What did Petyr want? Why had he forced Elton and Knute into the house?
“Was Roy a relation, like your sidekicks, Nikolai and Ivan?” He needed Mikal to keep talking, to stall him as long as possible.
“Since you’ve asked so nicely, Roy’s mother was my aunt. A lovely woman, but spineless. Roy wasn’t particularly smart, but he was useful.”
“Ah.” Things were starting to click, to make a bizarre sort of sense. “I imagine it’s been handy to have a Petyr with a different family name doing the lord’s work. So I’m not sure why you felt the need to beat his head in.”

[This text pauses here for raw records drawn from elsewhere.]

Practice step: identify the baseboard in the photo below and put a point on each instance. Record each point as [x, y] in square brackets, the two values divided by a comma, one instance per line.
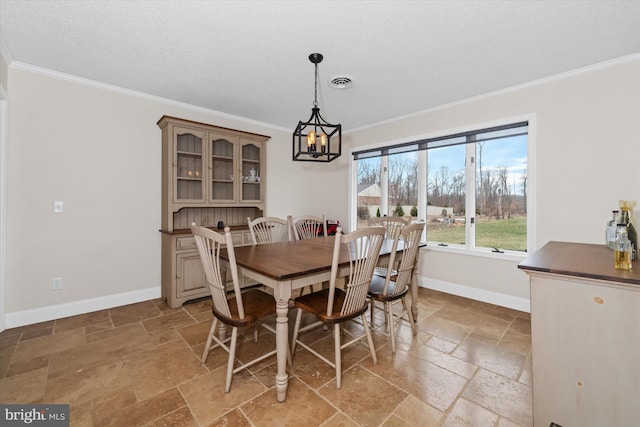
[44, 314]
[491, 297]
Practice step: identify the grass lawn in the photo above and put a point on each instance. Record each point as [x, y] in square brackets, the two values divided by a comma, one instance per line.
[503, 234]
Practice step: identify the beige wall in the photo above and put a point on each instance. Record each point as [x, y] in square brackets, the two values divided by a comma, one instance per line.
[97, 149]
[587, 154]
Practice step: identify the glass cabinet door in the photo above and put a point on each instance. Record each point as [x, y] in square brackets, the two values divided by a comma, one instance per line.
[223, 172]
[251, 162]
[188, 160]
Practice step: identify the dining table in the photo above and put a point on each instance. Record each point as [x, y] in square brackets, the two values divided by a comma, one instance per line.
[287, 266]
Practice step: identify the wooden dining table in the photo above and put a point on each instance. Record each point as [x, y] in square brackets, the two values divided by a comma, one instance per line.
[287, 266]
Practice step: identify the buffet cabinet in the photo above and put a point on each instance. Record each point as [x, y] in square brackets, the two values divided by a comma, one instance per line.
[210, 175]
[585, 333]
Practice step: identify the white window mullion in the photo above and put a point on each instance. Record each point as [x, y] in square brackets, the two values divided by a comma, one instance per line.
[470, 199]
[384, 185]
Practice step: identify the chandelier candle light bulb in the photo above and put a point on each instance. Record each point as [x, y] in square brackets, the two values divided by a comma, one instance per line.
[330, 136]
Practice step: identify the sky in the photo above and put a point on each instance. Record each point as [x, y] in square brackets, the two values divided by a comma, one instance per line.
[510, 152]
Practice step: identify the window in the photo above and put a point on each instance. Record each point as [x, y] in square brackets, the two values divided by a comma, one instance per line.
[473, 187]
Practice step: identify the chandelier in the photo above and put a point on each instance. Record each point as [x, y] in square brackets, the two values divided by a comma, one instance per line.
[316, 140]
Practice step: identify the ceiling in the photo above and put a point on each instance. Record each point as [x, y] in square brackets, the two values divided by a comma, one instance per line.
[250, 58]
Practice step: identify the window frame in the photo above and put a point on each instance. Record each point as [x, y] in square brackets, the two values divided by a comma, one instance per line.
[469, 247]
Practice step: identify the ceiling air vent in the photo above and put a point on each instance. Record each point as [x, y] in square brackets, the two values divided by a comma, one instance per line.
[341, 82]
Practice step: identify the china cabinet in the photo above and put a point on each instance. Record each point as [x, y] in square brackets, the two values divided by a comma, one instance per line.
[210, 175]
[585, 335]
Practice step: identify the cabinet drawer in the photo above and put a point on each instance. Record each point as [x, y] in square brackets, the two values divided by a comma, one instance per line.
[186, 243]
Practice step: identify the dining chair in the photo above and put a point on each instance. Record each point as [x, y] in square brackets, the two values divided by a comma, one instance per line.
[391, 224]
[269, 229]
[236, 310]
[335, 306]
[309, 226]
[394, 287]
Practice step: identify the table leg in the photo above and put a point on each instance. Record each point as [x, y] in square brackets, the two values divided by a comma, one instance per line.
[282, 293]
[414, 292]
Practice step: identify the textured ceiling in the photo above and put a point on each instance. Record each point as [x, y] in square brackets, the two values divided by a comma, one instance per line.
[249, 58]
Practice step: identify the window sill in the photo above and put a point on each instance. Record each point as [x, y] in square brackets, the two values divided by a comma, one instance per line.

Elton coughed and Knute cleared his throat. If they wanted him to stop talking, that wasn’t going to happen.
That mouth of yours has always been your strongest weapon, Chance.
“Good reasoning, Mr. Karne. My poor cousin made a deadly mistake. Like your mother, I also used the tool available to me. That is all you need to know.”
“So, you’re here in my house because why? I’ve had a really long fucking week, and it’s only fucking Wednesday.”
Elton shifted in his chair like he was uncomfortable.
“I am enjoying how much you are like your mother, Mr. Karne. Or can I call you Gabe? After all, we could be related if the world had gone the right way. Heidi was a feisty one, and the apple didn’t fall far from the tree.” The smile that followed was greasy.
The man was talking about his mother again. Horrifying. Gabe wished he could vomit on command.